Take the Buttes-Chaumont park in Paris. For a long time, it was a refuse and sewage dump, a place where the bodies of executed criminals were put on display and, in one part, a gypsum and limestone quarry The gypsum was used to make plaster, so it was an important substance in building, which at least makes the purpose of that part of the site constructive – in the most literal sense – and that’s more than can be said for the other bits.
Eventually, though the city of Paris decided to make a park of the place.
I don’t know whether the presence of all that gypsum played a role in how they set about it, but they used a lot of concrete in modelling the park to their design. A waterfall, outcrops of boulders, a stream running between rocky banks – they were all built, not found, laid out by man not nature.

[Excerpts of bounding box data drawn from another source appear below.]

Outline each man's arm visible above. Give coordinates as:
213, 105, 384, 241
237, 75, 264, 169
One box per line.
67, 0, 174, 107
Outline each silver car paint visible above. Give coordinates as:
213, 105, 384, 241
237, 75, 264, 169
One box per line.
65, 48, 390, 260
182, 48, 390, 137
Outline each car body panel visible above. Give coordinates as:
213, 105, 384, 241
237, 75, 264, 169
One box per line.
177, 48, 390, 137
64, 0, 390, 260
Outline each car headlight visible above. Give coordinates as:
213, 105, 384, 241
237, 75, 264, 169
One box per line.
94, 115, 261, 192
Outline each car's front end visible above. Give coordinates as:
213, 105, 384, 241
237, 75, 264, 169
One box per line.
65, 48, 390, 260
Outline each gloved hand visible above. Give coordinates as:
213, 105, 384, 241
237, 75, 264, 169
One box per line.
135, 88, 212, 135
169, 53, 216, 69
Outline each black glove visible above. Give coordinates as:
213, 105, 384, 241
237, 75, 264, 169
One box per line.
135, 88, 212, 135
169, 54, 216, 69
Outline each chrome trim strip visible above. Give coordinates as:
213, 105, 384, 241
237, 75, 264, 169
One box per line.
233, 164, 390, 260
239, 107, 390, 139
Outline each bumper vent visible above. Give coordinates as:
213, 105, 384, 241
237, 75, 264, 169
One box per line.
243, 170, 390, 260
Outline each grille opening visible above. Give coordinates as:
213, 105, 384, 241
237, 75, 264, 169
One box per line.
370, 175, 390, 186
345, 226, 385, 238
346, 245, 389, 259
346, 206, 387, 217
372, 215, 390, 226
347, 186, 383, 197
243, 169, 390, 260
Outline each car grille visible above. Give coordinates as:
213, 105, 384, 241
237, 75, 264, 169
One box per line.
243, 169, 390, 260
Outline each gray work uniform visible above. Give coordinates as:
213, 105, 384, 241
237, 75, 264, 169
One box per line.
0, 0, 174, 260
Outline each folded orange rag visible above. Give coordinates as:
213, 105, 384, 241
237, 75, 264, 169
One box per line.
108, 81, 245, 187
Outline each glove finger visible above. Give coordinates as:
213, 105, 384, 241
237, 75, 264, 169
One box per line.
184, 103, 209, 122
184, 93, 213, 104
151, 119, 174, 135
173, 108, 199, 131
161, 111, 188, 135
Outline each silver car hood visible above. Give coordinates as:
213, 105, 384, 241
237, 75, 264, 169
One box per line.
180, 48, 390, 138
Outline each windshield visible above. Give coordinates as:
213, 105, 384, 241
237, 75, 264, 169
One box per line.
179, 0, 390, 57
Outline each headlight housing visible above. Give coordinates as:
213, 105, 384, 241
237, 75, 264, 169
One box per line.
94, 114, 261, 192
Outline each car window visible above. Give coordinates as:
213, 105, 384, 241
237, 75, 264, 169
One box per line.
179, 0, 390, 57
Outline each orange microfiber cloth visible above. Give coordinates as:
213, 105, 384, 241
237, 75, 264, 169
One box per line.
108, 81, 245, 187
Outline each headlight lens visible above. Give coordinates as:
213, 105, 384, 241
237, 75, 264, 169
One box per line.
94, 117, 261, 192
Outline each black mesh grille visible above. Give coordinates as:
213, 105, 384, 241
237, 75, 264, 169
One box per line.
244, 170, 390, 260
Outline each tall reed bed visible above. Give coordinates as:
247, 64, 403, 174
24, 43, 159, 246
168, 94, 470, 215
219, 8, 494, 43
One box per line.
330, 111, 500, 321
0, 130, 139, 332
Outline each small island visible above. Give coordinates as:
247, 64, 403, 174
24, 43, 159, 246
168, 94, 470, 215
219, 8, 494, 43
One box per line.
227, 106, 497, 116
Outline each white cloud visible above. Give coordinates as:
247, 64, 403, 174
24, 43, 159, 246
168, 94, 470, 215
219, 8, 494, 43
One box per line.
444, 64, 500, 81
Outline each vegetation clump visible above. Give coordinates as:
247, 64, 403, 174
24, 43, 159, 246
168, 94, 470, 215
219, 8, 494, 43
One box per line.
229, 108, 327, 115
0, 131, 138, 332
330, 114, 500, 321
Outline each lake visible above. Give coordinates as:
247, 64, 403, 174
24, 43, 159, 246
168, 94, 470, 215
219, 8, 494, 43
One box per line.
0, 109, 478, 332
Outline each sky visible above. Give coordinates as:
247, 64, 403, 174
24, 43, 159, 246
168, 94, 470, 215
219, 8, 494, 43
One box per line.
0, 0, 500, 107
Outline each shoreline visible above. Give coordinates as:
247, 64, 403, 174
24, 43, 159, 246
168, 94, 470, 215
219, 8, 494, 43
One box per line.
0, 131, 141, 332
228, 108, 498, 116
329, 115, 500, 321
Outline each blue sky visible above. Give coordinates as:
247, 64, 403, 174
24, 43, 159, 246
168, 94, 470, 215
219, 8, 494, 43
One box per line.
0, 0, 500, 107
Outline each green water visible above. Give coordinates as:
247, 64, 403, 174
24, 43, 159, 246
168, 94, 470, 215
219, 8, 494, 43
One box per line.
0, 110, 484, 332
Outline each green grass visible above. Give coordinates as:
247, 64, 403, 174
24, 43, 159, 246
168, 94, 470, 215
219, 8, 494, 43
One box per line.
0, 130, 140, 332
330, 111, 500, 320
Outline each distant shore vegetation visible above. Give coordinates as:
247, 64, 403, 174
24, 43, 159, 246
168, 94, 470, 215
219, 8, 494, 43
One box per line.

That’s what makes the place so odd. Little or nothing about it is natural, the landscape itself is artificial.
Natural it may not be, but the lake’s an attractive spot for all that |
OK, I admit, it’s a bit remote, but that is the Sacré Coeur there |
During the day, while they were both working, we popped down to the Buttes-Chaumont to enjoy the park again. Which turned out to be wonderful. It helped that the weather was glorious, even well into October. What helped the day less was that it had been cold in the morning, so we ended up having to carry coats and sweaters as soon as the clouds cleared.
We even had lunch in a little restaurant opposite one of the gates. We could have eaten outside but chose to go inside, because it was simply too warm in the sun. So it was a fine way to enjoy the last day of our nearly six weeks in Continental Europe.
Of course, by the time we got home to Luton, it was chucking it down with rain. But, hey, it wouldn’t be a welcome home, would it, if it didn’t feel like home?